There is certainly no merit to the contention that dismissal of petitioner’s claim because of his counsel’s unexcused conduct imposes an unjust penalty on the client. Petitioner voluntarily chose this attorney as his representative in the action, and he cannot now avoid the consequences of the acts or omissions of his freely selected agent. Any other notion would be wholly inconsistent with our system of representative, litigation, in which each party is deemed bound by the acts of his lawyer-agent and is considered to have notice of all facts, notice of which can be charged upon the attorney.

101 U.S. at 326. In the case at hand, plaintiff was at all time represented by counsel of his own choice. He has failed to establish uncontroverted allegations sufficient to warrant relief under Rule 60(b)(6), which, as stated, is to be sued under exceptional circumstances.

If plaintiff believes that he was not adequately represented by his former counsel, he may file an action to recover for malpractice either under contract law on the theory that defendant breached the obligations of his employment, or in tort, on the theory that defendant was negligent.
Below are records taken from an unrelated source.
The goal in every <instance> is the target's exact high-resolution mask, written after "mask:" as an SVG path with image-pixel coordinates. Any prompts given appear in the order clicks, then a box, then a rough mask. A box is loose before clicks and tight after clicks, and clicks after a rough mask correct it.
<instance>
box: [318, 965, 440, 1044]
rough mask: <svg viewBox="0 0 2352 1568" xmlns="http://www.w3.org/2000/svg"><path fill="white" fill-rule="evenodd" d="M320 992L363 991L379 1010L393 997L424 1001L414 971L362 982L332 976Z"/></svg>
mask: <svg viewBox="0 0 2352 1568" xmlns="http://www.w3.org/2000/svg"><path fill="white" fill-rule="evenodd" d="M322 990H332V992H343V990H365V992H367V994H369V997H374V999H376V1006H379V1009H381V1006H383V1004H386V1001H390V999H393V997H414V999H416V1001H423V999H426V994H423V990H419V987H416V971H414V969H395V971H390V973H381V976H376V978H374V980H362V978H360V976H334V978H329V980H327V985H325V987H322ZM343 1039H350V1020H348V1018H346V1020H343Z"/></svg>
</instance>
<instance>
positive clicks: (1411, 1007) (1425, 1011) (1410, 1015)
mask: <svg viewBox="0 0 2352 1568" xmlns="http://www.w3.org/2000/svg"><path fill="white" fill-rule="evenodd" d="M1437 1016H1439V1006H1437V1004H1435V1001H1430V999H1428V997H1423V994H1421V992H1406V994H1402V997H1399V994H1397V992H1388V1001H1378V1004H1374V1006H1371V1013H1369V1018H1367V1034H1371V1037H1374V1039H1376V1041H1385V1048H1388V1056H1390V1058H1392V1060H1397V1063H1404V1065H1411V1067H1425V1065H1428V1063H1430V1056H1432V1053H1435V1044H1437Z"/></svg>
In Barber v. Turberville, 218 F.2d 34 (D.C.Cir.1954) Judge Prettyman stated in his dissenting opinion:

The court is relieving defendant from the judgment against her principally on the ground that her counsel was negligent. I think the court should hold lawyers responsible for inexcusable neglect. If courts say that counsel for defendants can neglect without excuse their clients’ business but no ill effects to the clients will be permitted to result from this negligence, complete chaos in judicial proceedings will surely result. The negligence of her lawyer may have damaged Mrs. Barber in the Sum of $10,000. But, where damages, in the form of an award to a third party, are inflicted upon a business man, a doctor, or a hospital by the negligence of his or its duly authorized agent, the courts do not relieve the *407principal judgment against a doctor because of the negligence of a doctor’s assistant, we do not relieve the doctor because the negligence was that of his employee. I see no reason why we should protect a person against a judg-. ment against him resulting from the negligence of his duly authorized attorney. In all such cases the principal may have a right of action against his agent but that is a different problem. Doctors are liable for malpractice; I see no reason why lawyers should not be.

218 F.2d at 38.

For the above stated reasons, we agree with the Magistrate’s recommendation that plaintiff’s motion for relief from judgment be denied.

THEREFORE, plaintiff’s motion for relief from judgment is hereby DENIED.

IT IS SO ORDERED.

. The statutory period within which to file a petition to review a final order or final decision of the MSPB is "30 days after the date the petitioner received notice of the final order or decision of the Board.” 5 U.S.C. § 7703(b)(1); 42 U.S.C. 2000e-16(c); Miller v. United States Postal Service, 685 F.2d 148 (5th Cir.1982).

. This Court is not addressing itself to the propriety or impropriety of Mr. Kaliseh and plaintiff’s decision to seek the dismissal of his suit in this Court in order to vest the Court of Appeals with jurisdiction.

. A voluntary dismissal without prejudice leaves the situation as if the action had never been filed. Thus, the statute of limitations is not tolled by bringing an action that is later voluntarily dismissed. Hartman Corporation of America v. United States, 304 F.2d 429 (8th Cir. 1962); Wright & Miller, Federal Practice and Procedure: Civil § 2367 at 186-187.